Reflections on Pacific Rim



I rarely want to revisit or detail at length my thoughts about a movie after a review, even if I have more things to say.  But nearly two weeks  and two more viewings later,  I’m still buzzing about Guillermo Del Toro’s Pacific Rim. I’m as surprised about it myself.   Why does Del Tero’s ode to the kaiju and mecha films of his childhood have such a hold on me? Part of it is probably because I grew up on the same diet, though, a slightly newer incarnations of the same material – like Choudenshi Bioman , Ultraman, Voltron, Transformers, and Macross/Robotech.    The other part is because I think there’s really something there that many professional critics who gave backhanded compliments to the film as being a ‘fun’ summer blockbuster missed.   Pacific Rim is a very human story.  Very simple perhaps, but it was by design.  Del Toro had mildly criticized, though not by name, the  Christopher Nolan blockbusters that has seemingly dominated cinemas of late, as being "existential", "dystopian", "incredibly complex"  and one would assume, not fun (to watch).

And he is right. While I had a buzz for weeks after seeing Inception and enjoyed the movie quite a lot, the movie appealed to the engineering and logical centers of my brain. I was more interested in the intricate layers of Nolan’s dream world and how everything connected and how it all made sense than I was about the characters.  Debating the ending aside, I didn’t really care about Cobb, nor did I want to explore Inception’s world beyond what is there on screen. Pacific Rim appeals to me on a deeper more emotional level.

What’s interesting to me about the film is how it has affected other people.  There is a whole community of fans, on twitter, tumblr and elsewhere blogging about a movie that is sort of considered a flop domestically.  There are hundreds of fan fics, fan art with ‘pairings’ of Newt and Herman, the two comedic relief, and just about ever character,  including and especially the Russian crew of Cherno Alpha who has a few lines and even fewer scenes on screen. This is also why the graphic novel explaining the backstory ‘Tales from Year 0’ is doing surprisingly wellPacific Rim has reached the cult fandom that your typical summer blockbuster do not.  I do not see the same enthusiasm for Man of Steel as I do for Pacific Rim, even though the former outperformed the latter at the box office.

Pacific Rim is also the reason why I sorely miss Roger Ebert's insights at the movies.  Ebert respects films for what they are, judging each by their merits and comparing them within the context of their creation.  Just as every film cannot be a Battleship Potempkin or a Godfather, he does not try to compare them as such.

He rarely condescends and in his reviews he gets to the heart of the movies. With his recent passing, a voice that echoes the passion for film has been removed from the broader conversation.   Instead, we have salaried critics vying for the trailer quote or writing lazy haphazard reviews to cram into a 500 word summary at the edge of a newspaper column.  If Roger Ebert was alive, I think he really would have liked the film.
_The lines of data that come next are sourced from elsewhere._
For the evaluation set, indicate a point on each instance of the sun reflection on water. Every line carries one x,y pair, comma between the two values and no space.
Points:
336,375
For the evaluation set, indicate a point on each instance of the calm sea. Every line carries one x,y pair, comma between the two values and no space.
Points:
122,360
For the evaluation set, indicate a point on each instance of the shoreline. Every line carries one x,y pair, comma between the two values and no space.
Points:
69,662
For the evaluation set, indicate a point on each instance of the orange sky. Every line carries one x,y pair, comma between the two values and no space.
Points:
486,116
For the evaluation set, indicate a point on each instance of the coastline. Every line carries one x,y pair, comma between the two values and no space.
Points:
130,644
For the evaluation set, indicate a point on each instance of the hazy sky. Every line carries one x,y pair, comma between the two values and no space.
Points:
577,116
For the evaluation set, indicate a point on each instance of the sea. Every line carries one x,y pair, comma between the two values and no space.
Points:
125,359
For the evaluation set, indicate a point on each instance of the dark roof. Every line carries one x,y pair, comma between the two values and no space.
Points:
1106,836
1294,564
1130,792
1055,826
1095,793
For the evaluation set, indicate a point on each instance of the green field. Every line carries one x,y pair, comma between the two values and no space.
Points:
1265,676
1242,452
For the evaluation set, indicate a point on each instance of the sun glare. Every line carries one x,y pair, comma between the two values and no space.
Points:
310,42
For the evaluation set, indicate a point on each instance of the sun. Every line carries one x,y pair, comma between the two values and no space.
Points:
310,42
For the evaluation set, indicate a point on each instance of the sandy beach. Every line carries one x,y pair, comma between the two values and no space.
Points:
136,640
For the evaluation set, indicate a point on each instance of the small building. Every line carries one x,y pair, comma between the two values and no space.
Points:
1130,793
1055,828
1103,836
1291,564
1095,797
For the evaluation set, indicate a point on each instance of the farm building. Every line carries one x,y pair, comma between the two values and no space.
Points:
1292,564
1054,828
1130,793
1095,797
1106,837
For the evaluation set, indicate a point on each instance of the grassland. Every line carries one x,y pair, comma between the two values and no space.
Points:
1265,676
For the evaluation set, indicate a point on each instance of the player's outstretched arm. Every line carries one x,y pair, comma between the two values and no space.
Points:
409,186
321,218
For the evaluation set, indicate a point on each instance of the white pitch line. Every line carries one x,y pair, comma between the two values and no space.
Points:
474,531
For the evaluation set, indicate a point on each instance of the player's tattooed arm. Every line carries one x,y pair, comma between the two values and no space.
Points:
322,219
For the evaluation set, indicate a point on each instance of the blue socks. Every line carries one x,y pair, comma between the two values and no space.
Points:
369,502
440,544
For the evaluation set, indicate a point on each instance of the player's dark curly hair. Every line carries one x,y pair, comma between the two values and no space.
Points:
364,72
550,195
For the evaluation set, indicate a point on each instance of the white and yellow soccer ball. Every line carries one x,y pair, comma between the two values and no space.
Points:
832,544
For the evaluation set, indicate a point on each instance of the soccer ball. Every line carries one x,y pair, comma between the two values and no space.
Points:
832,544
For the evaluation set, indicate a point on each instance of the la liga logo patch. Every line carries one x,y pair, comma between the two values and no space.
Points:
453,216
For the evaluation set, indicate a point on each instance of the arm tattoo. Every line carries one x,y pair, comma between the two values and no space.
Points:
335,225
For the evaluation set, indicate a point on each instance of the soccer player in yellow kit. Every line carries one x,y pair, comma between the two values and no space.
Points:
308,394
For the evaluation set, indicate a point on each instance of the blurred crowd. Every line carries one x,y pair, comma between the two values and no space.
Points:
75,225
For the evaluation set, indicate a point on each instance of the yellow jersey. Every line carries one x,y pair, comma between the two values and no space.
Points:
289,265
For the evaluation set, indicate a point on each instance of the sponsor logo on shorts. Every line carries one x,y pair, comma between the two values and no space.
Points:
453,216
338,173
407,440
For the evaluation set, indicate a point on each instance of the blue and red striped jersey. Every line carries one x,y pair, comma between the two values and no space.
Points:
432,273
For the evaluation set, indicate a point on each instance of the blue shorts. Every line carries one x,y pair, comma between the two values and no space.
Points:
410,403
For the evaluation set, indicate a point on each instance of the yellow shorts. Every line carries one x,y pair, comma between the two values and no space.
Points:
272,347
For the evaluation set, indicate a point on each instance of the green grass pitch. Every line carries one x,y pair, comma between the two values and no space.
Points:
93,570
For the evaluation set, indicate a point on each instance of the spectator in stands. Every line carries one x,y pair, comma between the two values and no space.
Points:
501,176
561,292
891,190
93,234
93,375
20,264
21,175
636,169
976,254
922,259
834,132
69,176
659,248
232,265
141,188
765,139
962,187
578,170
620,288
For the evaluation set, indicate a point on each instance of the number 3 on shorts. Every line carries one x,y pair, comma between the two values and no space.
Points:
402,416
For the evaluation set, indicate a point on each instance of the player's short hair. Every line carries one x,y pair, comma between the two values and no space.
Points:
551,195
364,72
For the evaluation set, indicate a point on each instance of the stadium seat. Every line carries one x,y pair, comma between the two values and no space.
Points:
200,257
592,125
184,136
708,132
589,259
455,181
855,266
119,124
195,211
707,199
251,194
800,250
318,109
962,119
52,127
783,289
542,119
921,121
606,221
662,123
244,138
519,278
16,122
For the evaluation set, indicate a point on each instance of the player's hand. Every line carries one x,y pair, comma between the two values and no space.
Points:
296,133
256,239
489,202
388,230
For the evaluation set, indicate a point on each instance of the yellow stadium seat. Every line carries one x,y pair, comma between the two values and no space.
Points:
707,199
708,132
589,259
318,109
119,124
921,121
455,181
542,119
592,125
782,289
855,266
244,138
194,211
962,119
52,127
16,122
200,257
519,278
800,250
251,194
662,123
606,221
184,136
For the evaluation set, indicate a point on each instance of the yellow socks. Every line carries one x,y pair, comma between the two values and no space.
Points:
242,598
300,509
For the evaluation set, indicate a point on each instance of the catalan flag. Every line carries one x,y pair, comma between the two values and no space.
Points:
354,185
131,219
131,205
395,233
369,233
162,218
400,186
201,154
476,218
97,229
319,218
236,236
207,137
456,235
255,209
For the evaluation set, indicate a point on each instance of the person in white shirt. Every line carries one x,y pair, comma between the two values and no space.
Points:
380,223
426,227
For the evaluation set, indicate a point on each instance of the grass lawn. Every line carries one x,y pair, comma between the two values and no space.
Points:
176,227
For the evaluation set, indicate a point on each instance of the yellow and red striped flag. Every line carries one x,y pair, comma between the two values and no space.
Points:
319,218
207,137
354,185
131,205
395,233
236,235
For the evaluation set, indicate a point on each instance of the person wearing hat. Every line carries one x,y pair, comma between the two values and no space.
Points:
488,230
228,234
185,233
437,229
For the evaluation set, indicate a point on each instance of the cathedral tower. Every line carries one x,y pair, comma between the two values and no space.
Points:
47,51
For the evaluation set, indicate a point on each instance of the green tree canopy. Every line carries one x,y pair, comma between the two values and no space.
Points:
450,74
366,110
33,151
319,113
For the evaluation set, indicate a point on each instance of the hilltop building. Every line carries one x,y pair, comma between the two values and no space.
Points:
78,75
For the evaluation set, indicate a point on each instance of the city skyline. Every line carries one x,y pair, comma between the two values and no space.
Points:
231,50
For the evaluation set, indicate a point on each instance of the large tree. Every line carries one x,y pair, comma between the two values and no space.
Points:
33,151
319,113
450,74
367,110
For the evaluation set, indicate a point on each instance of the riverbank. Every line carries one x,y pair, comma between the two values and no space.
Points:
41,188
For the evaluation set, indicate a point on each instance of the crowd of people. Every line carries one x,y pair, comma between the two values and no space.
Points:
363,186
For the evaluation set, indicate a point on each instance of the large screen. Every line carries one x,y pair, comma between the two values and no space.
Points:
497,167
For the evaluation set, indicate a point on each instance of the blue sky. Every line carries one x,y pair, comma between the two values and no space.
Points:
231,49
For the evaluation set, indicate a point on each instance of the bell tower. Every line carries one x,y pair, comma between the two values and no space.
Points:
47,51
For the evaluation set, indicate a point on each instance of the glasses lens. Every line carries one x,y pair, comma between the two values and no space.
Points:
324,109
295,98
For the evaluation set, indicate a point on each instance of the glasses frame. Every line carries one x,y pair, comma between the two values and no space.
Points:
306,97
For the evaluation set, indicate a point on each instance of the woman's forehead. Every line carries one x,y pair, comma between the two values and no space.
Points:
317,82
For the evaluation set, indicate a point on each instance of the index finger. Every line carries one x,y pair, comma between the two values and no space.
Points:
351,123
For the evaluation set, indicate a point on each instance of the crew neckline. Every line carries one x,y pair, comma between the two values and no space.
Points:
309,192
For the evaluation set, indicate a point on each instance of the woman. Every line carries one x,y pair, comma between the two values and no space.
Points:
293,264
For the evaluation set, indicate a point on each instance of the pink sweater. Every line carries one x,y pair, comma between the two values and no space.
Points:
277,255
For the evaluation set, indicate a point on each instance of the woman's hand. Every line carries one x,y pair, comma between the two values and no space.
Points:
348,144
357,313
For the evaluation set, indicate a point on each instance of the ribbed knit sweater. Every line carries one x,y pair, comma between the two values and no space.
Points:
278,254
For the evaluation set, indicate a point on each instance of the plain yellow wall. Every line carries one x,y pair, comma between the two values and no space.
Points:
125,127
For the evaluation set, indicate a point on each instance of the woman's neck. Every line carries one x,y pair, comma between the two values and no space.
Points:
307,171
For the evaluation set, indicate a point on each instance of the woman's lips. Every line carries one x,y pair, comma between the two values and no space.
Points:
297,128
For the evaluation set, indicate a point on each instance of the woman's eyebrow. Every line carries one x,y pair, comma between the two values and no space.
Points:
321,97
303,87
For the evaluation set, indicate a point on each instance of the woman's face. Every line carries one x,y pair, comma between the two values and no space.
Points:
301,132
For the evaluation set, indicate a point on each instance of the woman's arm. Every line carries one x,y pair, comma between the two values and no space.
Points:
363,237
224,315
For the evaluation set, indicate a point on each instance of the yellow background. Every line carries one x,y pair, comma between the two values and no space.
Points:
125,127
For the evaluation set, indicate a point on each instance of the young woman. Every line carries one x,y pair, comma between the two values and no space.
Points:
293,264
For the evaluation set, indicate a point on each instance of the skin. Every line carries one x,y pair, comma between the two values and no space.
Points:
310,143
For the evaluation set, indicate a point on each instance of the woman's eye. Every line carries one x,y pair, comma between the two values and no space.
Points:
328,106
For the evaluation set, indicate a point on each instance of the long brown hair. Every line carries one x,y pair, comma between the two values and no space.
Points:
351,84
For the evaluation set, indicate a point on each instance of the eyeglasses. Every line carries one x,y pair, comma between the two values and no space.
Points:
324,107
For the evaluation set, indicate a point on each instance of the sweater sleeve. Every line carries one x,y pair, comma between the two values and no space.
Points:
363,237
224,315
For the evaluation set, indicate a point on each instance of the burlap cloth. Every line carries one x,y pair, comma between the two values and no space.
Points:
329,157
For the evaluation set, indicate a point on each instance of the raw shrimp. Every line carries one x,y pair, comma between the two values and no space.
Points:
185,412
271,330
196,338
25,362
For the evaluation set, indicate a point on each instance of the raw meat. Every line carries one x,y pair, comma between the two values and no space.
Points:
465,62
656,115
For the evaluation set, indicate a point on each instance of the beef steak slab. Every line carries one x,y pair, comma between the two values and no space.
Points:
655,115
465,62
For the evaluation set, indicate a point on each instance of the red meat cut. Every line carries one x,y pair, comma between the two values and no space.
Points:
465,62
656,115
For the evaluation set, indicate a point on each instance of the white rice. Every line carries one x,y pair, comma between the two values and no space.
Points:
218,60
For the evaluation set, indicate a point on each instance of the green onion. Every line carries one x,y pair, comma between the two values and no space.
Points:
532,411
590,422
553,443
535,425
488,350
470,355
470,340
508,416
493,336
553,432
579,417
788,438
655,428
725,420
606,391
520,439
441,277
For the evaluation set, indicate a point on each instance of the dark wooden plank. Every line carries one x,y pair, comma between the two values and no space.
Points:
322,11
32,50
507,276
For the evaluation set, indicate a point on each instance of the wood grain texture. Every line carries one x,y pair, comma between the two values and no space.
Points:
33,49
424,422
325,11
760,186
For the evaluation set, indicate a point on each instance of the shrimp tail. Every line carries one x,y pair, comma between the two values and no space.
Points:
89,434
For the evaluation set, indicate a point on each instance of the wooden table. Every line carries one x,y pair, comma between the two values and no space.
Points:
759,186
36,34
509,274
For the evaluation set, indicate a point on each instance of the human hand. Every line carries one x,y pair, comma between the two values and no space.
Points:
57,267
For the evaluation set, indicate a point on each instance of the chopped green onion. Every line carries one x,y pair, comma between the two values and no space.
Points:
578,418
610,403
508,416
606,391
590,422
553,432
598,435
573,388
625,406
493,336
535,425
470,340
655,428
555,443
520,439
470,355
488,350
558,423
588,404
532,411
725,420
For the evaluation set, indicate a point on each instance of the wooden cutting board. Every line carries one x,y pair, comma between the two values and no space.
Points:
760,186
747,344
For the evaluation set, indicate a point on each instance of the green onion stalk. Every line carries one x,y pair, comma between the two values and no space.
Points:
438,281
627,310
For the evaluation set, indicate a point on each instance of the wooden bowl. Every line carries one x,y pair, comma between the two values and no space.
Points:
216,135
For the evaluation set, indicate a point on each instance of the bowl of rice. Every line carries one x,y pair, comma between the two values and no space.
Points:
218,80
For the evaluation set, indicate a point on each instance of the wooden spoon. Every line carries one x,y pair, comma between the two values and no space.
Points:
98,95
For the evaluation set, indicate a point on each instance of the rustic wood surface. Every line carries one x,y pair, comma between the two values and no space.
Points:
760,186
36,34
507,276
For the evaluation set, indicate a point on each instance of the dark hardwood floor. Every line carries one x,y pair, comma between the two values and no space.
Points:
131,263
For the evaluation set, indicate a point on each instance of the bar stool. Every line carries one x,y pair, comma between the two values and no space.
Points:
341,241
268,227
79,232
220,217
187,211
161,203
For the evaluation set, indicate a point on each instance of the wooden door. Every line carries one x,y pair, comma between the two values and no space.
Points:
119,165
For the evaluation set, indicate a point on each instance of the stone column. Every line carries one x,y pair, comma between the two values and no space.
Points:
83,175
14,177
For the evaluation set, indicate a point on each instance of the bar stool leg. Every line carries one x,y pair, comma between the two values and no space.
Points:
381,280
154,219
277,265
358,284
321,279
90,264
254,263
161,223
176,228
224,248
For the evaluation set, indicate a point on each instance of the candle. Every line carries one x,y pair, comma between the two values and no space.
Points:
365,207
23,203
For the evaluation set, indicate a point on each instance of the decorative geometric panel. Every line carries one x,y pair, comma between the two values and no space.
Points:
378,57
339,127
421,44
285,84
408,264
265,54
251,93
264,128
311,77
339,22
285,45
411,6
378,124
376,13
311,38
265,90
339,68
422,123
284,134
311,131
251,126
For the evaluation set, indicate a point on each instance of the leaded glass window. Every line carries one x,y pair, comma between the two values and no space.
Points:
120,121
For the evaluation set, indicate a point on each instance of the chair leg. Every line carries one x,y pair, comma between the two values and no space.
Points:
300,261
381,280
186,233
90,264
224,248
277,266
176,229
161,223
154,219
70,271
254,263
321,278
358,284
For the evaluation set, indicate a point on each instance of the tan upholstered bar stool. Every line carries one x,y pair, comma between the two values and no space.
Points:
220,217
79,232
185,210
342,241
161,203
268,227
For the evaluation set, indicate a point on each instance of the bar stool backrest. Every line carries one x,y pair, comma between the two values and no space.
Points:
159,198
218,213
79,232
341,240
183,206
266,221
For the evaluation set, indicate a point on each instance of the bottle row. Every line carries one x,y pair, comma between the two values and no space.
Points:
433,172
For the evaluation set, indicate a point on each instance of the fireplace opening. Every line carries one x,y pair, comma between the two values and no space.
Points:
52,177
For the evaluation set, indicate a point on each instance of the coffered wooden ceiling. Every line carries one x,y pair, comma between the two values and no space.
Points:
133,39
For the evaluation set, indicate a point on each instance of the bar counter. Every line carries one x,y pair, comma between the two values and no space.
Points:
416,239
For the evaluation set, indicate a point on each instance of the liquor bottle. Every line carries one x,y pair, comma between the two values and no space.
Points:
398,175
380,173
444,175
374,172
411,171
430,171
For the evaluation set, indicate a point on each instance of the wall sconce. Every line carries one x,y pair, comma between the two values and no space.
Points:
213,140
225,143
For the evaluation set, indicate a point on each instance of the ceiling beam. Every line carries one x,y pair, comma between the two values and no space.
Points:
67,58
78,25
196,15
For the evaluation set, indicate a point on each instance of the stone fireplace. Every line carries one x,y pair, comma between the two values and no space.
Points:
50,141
I think Ebert would point out that Pacific Rim ultimately makes the audience care about the characters.  There’s a lot in this film that’s non-Hollywood by design.  It isn't jingoistic, there's no shoehorned in army scene with troops running around city streets to appeal to the Call of Duty crowd.  It's just a fun movie about robots vs. aliens where characters are relatable on a very simple level.  While the characters generally fall into genre stereotypes as a shorthand for explaining where they come from, motivations and so on,  Del Toro has crated a universe that people want to explore.  Like the characters in a good anime, the characters of Mako Mori, Raleigh Becket, Stacker Pentecost have a certain earnestness and humanity about them. Their interactions within the film's universe creates a certain narrative inertia that makes people care.  Just like any good anime, the audience keeps coming back for more and wants to know what happens to them.   That is why I think Pacific Rim is greater than the sum of its parts and it is also why I very much want a sequel. One that either tells the backstory or the story of the kaijus return.

If I learned anything from my childhood.  The monsters always find a way back.